Washington took a giant step toward expanding access to doctors for people in rural areas. State lawmakers amended a 100-year-old law that allowed only the University of Washington to operate a medical school, Katherine Long reports for The Seattle Times. The amendment, which easily passed the House and Senate and was signed into law by Democratic Gov. Jay Inslee, will allow Washington State University to create a medical school.
"There are still many hurdles ahead. Although both the House and Senate have budgeted money to get the accreditation process started, it will take millions more to create the school," Long writes.
Even if everything goes smoothly, WSU won't begin teaching its first class of 40 students until the fall of 2017, with those students graduating in 2021 and beginning to practice medicine in 2024.
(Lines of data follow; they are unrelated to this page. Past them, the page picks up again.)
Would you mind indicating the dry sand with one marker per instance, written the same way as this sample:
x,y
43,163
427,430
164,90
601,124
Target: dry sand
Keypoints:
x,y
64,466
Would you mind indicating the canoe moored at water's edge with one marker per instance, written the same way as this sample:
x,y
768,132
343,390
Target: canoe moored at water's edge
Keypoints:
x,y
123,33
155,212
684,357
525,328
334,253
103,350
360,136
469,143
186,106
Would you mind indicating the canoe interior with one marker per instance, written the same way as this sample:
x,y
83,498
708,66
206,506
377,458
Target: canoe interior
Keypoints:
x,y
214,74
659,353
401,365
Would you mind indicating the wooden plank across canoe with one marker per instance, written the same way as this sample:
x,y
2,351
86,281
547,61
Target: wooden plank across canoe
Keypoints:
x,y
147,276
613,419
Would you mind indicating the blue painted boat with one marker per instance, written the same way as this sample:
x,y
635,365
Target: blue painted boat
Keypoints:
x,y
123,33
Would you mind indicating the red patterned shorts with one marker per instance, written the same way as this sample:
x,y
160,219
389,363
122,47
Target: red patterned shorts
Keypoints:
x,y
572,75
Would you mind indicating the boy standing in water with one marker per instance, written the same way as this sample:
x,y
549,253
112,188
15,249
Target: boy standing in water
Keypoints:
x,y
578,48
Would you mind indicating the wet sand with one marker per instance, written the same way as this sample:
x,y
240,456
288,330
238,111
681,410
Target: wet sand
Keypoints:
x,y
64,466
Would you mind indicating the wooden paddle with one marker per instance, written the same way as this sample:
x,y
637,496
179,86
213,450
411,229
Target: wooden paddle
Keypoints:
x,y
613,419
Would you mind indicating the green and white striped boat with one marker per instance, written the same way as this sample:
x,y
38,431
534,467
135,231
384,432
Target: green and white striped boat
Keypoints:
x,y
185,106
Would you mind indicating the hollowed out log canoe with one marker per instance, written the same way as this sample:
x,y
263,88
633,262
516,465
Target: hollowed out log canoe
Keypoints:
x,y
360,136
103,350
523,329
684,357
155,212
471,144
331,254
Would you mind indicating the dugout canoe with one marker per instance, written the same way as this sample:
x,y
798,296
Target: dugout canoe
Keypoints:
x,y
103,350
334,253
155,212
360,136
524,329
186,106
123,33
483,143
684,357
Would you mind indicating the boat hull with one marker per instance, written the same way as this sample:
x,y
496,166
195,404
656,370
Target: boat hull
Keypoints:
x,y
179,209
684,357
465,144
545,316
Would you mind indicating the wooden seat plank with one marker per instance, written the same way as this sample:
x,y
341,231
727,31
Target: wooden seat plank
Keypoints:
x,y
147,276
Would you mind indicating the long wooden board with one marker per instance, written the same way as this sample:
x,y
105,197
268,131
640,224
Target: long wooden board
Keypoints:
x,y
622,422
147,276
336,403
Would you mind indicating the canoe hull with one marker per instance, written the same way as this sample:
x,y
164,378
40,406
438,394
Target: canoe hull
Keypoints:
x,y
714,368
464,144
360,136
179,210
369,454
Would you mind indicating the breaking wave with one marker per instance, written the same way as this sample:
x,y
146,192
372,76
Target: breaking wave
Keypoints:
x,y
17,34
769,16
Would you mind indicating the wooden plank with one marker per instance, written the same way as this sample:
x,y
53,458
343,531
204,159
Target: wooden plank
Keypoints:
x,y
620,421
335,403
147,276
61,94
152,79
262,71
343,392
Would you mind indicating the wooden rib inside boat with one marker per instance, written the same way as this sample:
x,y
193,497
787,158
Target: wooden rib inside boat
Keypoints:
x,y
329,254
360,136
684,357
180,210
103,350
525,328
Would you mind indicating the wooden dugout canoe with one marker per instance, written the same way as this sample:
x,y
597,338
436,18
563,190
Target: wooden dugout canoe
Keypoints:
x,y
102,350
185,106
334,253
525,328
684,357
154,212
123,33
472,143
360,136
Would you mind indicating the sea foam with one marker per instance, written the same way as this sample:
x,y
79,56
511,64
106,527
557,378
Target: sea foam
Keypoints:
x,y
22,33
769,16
UW officials argued that the state doesn't have the capacity for two medical schools; Washington has a population of about 7 million, with WSU located near the Idaho border, Long writes. But Lisa Brown, chancellor of the WSU Spokane campus, told The Associated Press in April 2014 that only 100 of UW's 1,600 residency slots in the state are located in Eastern Washington.
Washington has 147 primary care health professional shortage areas (HPSA), meeting only 46.71 percent of the state's needs, the Kaiser Family Foundation reported in April 2014. Kaiser said the state needed to add 228 practitioners to remove HPSA status.